By Keith Idec

NEW YORK – Andre Ward won’t argue with you if you tell him his fight against Sergey Kovalev was close.

Even if you tell Ward you think he lost by a point or two, the unbeaten IBF/WBA/WBO light heavyweight champion will respect your opinion and agree to disagree. You start talking “robbery,” and that’s when Ward will take issue with what you’re saying about his controversial victory over Kovalev on November 19 at T-Mobile Arena in Las Vegas.

That, Ward will tell you, simply is untrue.

Naturally, that didn’t stop Kovalev and his manager, Egis Klimas, from using the word “robbery” when they were promoting their June 17 rematch this week during press conferences in New York, Oakland and Los Angeles. The 33-year-old Ward (31-0, 15 KOs) is looking forward to producing a more decisive victory when he faces Kovalev (30-1-1, 26 KOs) in their 12-round rematch at Mandalay Bay Events Center in Las Vegas (HBO Pay-Per-View).

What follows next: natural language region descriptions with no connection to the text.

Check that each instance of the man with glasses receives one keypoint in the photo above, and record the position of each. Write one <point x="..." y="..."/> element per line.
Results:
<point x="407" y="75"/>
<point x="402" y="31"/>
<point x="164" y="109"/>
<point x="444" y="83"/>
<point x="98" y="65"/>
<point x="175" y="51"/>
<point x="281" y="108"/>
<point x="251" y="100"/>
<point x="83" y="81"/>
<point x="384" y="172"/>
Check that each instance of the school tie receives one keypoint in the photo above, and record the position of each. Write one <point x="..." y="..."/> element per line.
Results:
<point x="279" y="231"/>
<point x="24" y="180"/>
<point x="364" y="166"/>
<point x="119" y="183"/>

Ward got up from a second-round knockdown and came back to win a unanimous decision against the previously unbeaten Kovalev. All three judges – Reno, Nevada’s Burt Clements, New York’s John McKaie and Las Vegas’ Glenn Trowbridge – scored their 12-round bout by the same margin, 114-113, for Ward.

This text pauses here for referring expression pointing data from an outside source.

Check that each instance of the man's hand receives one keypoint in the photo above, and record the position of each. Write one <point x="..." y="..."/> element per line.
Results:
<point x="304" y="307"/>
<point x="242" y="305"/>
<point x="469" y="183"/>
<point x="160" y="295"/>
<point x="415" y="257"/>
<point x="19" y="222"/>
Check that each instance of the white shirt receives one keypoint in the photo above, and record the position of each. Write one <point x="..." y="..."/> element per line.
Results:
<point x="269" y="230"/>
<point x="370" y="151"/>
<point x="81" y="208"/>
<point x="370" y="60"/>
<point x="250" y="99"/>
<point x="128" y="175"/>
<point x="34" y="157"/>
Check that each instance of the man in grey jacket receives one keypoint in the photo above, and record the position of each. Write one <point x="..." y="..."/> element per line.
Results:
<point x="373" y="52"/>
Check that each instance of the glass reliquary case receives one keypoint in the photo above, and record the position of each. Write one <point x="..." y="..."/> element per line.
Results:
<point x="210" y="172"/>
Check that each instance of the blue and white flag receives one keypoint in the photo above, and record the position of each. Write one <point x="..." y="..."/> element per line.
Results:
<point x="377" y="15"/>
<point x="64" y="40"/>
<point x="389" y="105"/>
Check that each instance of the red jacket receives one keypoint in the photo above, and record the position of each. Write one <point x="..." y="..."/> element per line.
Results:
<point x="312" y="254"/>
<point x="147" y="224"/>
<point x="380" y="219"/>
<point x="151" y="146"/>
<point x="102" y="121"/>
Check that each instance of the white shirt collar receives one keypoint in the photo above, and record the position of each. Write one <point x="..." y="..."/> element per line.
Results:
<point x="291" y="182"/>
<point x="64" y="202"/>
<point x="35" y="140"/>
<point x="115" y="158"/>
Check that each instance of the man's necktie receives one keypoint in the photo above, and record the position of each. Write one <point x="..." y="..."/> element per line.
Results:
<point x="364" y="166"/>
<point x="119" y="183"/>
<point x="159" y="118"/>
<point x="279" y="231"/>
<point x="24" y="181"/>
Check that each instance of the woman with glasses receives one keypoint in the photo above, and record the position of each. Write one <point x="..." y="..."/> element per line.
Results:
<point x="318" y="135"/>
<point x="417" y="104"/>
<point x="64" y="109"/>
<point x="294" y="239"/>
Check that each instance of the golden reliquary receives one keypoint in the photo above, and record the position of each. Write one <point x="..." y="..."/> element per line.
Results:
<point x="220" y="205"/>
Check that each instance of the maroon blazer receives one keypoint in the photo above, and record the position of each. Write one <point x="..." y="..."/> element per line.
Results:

“Obviously, the first fight was close,” Ward said. “But I don’t feel like I’m out here to prove anything to anybody. You know, I feel like what’s gonna happen is gonna be academic. Of course he’s gonna make adjustments. He’s gonna try to be better than he was the first time. And obviously, my goal is to do it in a more definitive fashion. But like I’ve been saying since the fight happened, there’s nothing in me that’s questioning myself. ‘Did you win?’ It was a close fight that I won. There was no robbery.

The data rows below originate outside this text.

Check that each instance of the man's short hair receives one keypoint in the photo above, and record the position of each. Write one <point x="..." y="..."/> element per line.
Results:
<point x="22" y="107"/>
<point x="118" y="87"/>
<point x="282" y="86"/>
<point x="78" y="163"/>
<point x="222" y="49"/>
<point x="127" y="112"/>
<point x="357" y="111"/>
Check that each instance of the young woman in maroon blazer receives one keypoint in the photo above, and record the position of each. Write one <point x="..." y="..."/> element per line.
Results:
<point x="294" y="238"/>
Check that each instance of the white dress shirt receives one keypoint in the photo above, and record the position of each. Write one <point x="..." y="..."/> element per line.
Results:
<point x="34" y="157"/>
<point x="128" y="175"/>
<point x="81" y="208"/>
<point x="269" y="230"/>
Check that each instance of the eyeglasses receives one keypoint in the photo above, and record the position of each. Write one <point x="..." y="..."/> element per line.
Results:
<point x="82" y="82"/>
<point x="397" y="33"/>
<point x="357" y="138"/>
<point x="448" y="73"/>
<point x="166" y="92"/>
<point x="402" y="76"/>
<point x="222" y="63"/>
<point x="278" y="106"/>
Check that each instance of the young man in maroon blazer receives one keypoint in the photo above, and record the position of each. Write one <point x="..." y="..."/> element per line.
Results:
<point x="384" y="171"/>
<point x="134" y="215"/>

“Because even if you talk to somebody who feels like I lost, you can’t get them to say that it was a difference by more than a point or two. So that’s a fight that can go either way. And people can have their opinions, and I’m cool with that. You know, it depends on how you see it. There’s a lot of close rounds, swing rounds, that can go either way. But any talk about a robbery and all that kind of stuff, that’s taking it too far. And furthermore, I’ve always wanted to be in a rematch. I’m a student of the game, so rematches are always cool, especially when there’s some question about the first one. So I’m excited about that part.”